A peine au sortir de l’enfance, sa vivacité le quitta tout à coup. Je crus un instant que mes conseils avaient fructifié, mais je ne tardai pas à reconnaître que ce que j’avais pris pour de la sagesse, c’était une maladie, une véritable maladie, pendant laquelle il semblait sous le poids d’un engourdissement général. Il demeura de quinze à vingt jours sans mouvement, comme s’il eût dormi d’un sommeil léthargique. «Qu’éprouves-tu? lui disais-je quelquefois. Qu’as-tu, mon cher enfant?—Rien, me répondait-il d’une voix altérée, rien, ma bonne gouvernante; je ne saurais remuer, et pourtant je sens en moi des élans inconnus; le malaise qui m’accable n’a pas de nom, tout me fatigue: ne me dis rien, c’est bon de se taire et de ne pas remuer.»

Il était méconnaissable.

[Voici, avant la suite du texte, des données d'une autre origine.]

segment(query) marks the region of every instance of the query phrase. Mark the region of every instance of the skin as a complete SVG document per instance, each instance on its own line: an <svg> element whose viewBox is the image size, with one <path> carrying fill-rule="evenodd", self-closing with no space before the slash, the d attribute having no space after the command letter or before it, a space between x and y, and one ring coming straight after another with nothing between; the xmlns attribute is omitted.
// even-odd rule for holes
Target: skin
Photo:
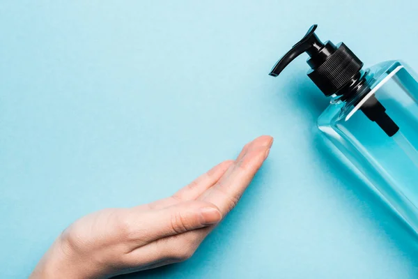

Sa peau, d’un jaune pâle, avait l’apparence d’une feuille sèche; cette vie vraiment insuffisante ressemblait tant à la mort, que je désespérais de le sauver, quand un jour, par un soleil resplendissant, je le vis se réveiller peu à peu, et bientôt la guérison fut entière. Jamais transformation ne fut plus complète; il était grand, beau et brillant des plus riches couleurs. Quatre ailes d’azur à reflets charmants s’étaient comme par enchantement posées sur ses épaules, de gracieuses antennes se dressaient sur sa tête, six jolies petites pattes bien déliées s’agitaient sous un fin corselet de velours tacheté de rouge et de noir; ses yeux s’ouvrirent, son regard étincela, il secoua un instant ses ailes légères, la Chrysalide avait disparu, et je vis le Papillon s’envoler.

Je le suivis à tire-d’aile.

Jamais course ne fut plus vagabonde, jamais essor ne fut plus impétueux; il semblait que la terre entière lui appartînt, que toutes les fleurs fussent ses fleurs, que la lumière fût sa lumière, et que la création eût été faite pour lui seul. Cet enivrement fut tel, et cette entrée dans la vie si turbulente, que je craignis que les trésors de sa jeunesse ne pussent suffire à des élans si peu mesurés.